Example Usage Scenarios

  • Greeklish to Greek Conversion

    from gr_nlp_toolkit import Pipeline
    nlp  = Pipeline("g2g")  # Instantiate the pipeline with the g2g processor
    
    doc = nlp("O Volos kai h Larisa einai sthn Thessalia") # Apply the pipeline to a sentence
    print(doc.text) # Access the transliterated text
    
  • DP, POS, NER processors

    nlp = Pipeline("pos,ner,dp")  # Instantiate the Pipeline with the DP, POS and NER processors
    doc = nlp("Η Ιταλία κέρδισε την Αγγλία στον τελικό του Euro 2020.") # Apply the pipeline to a sentence
    

    A Document object is created and is annotated. The original text is tokenized and split to tokens

    # Iterate over the generated tokens
    for token in doc.tokens:
      print(token.text) # the text of the token
    
      print(token.ner) # the named entity label in IOBES encoding : str
    
      print(token.upos) # the UPOS tag of the token
      print(token.feats) # the morphological features for the token
    
      print(token.head) # the head of the token
      print(token.deprel) # the dependency relation between the current token and its head
    

    token.ner is set by the ner processor, token.upos and token.feats are set by the pos processor and token.head and token.deprel are set by the dp processor.
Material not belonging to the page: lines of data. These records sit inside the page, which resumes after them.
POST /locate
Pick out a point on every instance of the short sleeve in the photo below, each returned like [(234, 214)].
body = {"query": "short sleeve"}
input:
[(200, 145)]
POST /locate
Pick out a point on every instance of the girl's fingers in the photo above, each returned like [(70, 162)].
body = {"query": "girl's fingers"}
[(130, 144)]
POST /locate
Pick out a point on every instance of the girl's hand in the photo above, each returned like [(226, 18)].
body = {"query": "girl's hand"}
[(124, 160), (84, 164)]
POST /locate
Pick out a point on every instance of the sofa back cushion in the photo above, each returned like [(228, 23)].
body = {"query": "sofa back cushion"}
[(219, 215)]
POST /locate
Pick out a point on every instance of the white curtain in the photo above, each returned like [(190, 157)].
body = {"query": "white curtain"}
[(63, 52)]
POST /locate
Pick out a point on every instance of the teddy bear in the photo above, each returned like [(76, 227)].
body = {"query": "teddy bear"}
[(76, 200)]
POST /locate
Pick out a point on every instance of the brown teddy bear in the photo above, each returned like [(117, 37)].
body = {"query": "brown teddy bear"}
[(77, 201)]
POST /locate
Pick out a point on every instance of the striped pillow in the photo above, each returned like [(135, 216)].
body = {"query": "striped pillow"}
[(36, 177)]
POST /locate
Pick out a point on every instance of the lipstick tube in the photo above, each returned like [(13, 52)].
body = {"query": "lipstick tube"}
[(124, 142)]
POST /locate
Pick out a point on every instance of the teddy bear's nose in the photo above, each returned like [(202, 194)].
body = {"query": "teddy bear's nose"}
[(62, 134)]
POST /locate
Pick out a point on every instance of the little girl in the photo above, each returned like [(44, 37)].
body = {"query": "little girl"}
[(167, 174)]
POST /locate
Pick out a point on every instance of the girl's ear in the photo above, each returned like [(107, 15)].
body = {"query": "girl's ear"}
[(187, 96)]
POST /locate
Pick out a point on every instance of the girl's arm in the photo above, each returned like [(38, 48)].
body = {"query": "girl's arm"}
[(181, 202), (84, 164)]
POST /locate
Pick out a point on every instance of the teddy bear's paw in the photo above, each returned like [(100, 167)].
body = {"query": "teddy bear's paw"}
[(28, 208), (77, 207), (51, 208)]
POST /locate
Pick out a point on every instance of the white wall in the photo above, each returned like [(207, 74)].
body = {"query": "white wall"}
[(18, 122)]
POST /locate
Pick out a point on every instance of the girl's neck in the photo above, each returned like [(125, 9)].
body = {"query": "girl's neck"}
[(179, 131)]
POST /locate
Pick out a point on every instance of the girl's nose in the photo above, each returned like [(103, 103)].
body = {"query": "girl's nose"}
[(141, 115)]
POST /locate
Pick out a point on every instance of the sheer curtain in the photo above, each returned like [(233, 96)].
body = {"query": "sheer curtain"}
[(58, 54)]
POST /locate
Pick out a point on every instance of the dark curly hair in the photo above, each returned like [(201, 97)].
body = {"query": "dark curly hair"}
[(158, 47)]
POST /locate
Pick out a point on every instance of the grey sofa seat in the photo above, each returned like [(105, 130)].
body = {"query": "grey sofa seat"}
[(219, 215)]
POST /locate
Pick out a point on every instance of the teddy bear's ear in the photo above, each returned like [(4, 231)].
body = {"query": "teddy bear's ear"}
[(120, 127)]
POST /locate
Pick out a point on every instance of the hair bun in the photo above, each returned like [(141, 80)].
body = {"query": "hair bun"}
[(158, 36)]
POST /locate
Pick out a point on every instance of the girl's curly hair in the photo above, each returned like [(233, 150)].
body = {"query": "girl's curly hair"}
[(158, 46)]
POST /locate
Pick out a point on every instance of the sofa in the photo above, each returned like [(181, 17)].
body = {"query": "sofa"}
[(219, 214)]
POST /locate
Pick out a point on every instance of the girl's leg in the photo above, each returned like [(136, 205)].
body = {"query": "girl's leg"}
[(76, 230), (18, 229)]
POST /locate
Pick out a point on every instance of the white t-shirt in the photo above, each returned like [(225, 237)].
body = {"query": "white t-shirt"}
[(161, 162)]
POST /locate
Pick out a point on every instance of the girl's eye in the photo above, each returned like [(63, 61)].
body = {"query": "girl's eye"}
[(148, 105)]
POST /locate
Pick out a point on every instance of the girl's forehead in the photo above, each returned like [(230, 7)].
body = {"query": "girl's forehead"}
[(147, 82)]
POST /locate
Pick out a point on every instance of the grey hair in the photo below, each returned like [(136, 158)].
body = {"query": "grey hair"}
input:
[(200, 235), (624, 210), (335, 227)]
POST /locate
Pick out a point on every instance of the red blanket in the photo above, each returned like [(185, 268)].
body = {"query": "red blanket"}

    A small detail is that to get the Token object that is the head of another token you need to access doc.tokens[head-1]. The reason for this is that the enumeration of the tokens starts from 1 and when the field token.head is set to 0, that means the token is the root of the word.
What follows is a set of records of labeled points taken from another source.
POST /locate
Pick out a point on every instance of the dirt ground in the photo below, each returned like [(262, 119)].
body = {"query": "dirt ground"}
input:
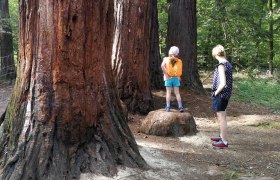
[(253, 152)]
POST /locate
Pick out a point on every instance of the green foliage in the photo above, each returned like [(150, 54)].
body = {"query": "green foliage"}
[(242, 27), (163, 19), (263, 92)]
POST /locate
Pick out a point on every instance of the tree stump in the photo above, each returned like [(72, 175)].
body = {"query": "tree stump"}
[(173, 123)]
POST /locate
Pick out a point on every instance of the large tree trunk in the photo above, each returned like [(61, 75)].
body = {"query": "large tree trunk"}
[(65, 117), (156, 75), (6, 43), (130, 60), (182, 33), (271, 35)]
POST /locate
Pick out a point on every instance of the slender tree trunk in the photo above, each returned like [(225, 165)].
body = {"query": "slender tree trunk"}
[(271, 48), (130, 59), (65, 117), (156, 75), (6, 43), (182, 33)]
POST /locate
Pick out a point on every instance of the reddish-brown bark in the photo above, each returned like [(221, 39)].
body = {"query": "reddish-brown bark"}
[(130, 60), (65, 116)]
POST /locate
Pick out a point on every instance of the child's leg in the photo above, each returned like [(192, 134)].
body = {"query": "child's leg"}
[(168, 96), (178, 96), (221, 115)]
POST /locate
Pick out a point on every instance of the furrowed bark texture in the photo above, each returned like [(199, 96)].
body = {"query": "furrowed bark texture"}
[(7, 65), (182, 33), (65, 118), (130, 59), (156, 75)]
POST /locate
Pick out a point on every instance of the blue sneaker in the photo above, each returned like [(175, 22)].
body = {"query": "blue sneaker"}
[(167, 108), (181, 109)]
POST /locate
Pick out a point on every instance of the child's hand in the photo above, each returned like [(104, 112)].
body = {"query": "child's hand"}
[(167, 77)]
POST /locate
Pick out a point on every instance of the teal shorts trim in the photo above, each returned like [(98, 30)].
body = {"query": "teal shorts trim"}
[(172, 82)]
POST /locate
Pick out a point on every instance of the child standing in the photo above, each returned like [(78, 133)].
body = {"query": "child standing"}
[(221, 92), (172, 79)]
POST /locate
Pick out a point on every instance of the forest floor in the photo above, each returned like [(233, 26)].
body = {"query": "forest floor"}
[(253, 152)]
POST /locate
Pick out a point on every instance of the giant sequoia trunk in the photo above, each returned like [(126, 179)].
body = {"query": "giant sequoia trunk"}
[(156, 75), (130, 59), (6, 43), (182, 33), (65, 117)]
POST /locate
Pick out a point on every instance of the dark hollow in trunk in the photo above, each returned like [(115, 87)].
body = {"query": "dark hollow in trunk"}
[(65, 116)]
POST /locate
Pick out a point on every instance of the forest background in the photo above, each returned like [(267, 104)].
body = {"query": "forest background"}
[(248, 29)]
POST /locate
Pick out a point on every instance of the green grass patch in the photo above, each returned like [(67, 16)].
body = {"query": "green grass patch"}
[(263, 92)]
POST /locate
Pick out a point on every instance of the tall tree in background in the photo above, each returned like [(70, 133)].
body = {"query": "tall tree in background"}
[(130, 59), (271, 39), (65, 117), (6, 43), (182, 33), (156, 75)]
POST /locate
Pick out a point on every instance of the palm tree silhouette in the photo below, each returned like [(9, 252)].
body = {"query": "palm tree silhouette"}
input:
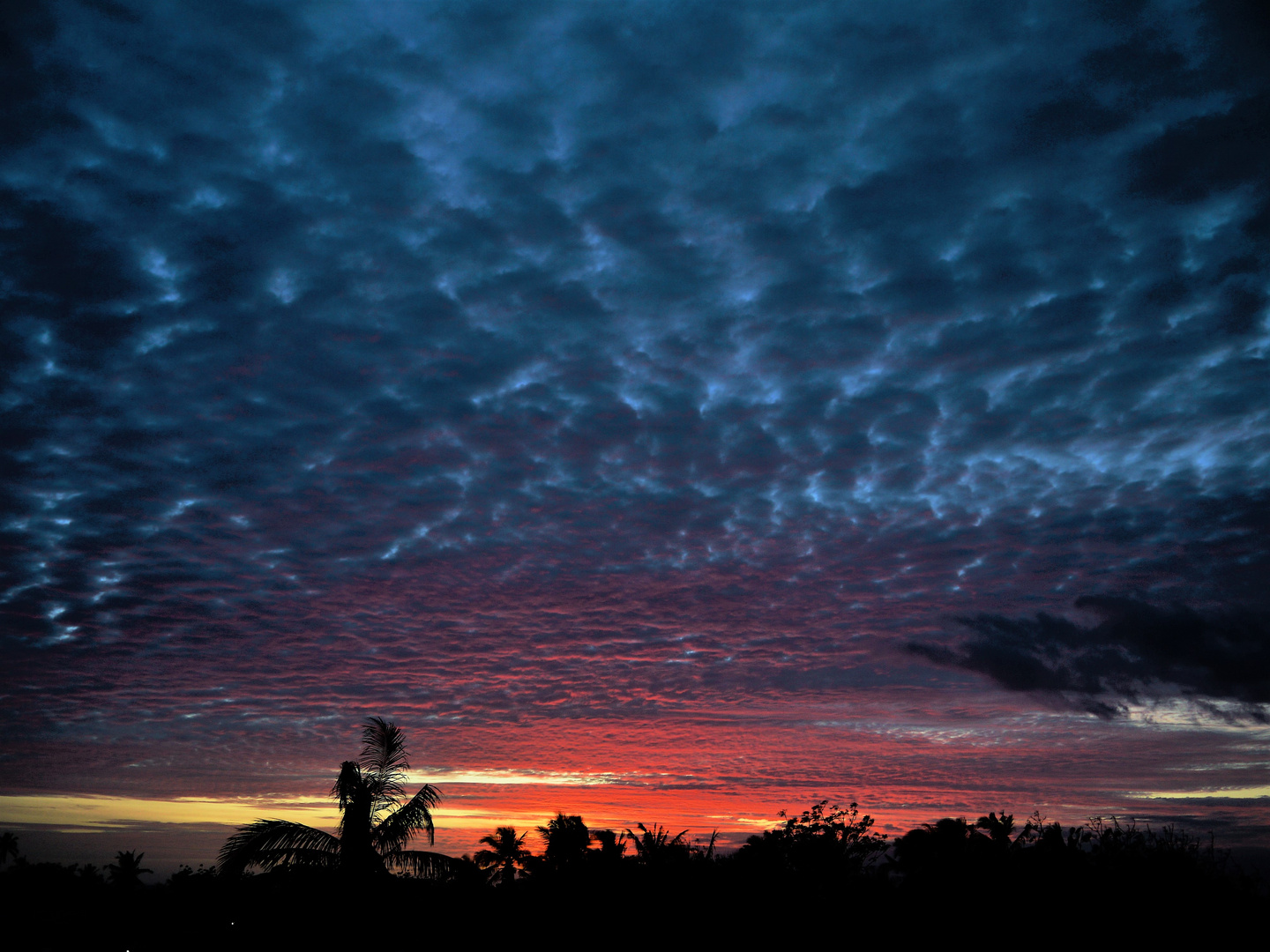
[(375, 829), (126, 870), (507, 852), (657, 845)]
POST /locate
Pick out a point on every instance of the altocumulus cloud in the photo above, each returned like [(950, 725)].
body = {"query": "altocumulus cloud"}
[(874, 312)]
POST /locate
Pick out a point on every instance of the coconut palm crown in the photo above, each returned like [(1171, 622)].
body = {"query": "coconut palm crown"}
[(374, 833)]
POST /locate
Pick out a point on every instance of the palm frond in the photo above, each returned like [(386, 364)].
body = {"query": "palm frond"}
[(267, 843), (398, 828), (384, 761), (348, 784), (427, 866)]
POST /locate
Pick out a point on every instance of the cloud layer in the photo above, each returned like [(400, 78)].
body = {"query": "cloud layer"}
[(508, 362)]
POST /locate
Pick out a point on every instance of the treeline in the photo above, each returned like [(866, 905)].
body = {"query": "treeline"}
[(827, 862)]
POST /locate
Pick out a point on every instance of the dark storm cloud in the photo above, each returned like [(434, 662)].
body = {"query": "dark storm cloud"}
[(1136, 649), (925, 310)]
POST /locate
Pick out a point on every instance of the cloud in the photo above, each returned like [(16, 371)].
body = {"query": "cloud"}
[(582, 361), (1134, 651)]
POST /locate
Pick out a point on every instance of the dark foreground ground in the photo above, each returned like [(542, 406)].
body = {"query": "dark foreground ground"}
[(990, 896)]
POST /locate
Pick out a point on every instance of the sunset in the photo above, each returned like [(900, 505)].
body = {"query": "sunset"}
[(667, 414)]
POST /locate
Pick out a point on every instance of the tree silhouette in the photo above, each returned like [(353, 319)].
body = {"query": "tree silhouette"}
[(507, 852), (375, 829), (566, 839), (657, 845), (126, 870)]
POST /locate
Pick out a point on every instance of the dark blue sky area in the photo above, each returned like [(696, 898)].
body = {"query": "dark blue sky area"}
[(524, 344)]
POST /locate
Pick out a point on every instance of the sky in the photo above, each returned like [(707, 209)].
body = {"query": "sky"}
[(667, 413)]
  • Use all the processors together

    nlp = Pipeline("pos,ner,dp,g2g")  # Instantiate the Pipeline with the G2G, DP, POS and NER processors
    
    doc = nlp("O Volos kai h Larisa einai sthn Thessalia") # Apply the pipeline to a sentence
    
    print(doc.text) # Print the transliterated text
    
    # Iterate over the generated tokens
    for token in doc.tokens:
      print(token.text) # the text of the token
    
      print(token.ner) # the named entity label in IOBES encoding : str
    
      print(token.upos) # the UPOS tag of the token
      print(token.feats) # the morphological features for the token
    
      print(token.head) # the head of the token
      print(token.deprel) # the dependency relation between the current token and its head
    

Notes:

  • If the input text is already in greek, the G2G processor is skipped
  • The first time you use a processor, the models are downloaded from Hugging Face and stored into the .cache folder. The NER, DP and POS processors are each about 500 MB, while the G2G processor is about 1.2 GB in size
  • If your machine has an accelerator but you want to run the process on the CPU, you can pass the flag use_cpu=True to the Pipeline object. By default, this flag is set to False.

Hugging Face repositories

References

C. Dikonimaki, "A Transformer-based natural language processing toolkit for Greek -- Part of speech tagging and dependency parsing", BSc thesis, Department of Informatics, Athens University of Economics and Business, 2021. http://nlp.cs.aueb.gr/theses/dikonimaki_bsc_thesis.pdf

N. Smyrnioudis, "A Transformer-based natural language processing toolkit for Greek -- Named entity recognition and multi-task learning", BSc thesis, Department of Informatics, Athens University of Economics and Business, 2021. http://nlp.cs.aueb.gr/theses/smyrnioudis_bsc_thesis.pdf

Toumazatos, A., Pavlopoulos, J., Androutsopoulos, I., & Vassos, S. (2024). Still All Greeklish to Me: Greeklish to Greek Transliteration. In Proceedings of the 2024 Joint International Conference on Computational Linguistics, Language Resources and Evaluation (LREC-COLING 2024) (pp. 15309–15319). ELRA and ICCL.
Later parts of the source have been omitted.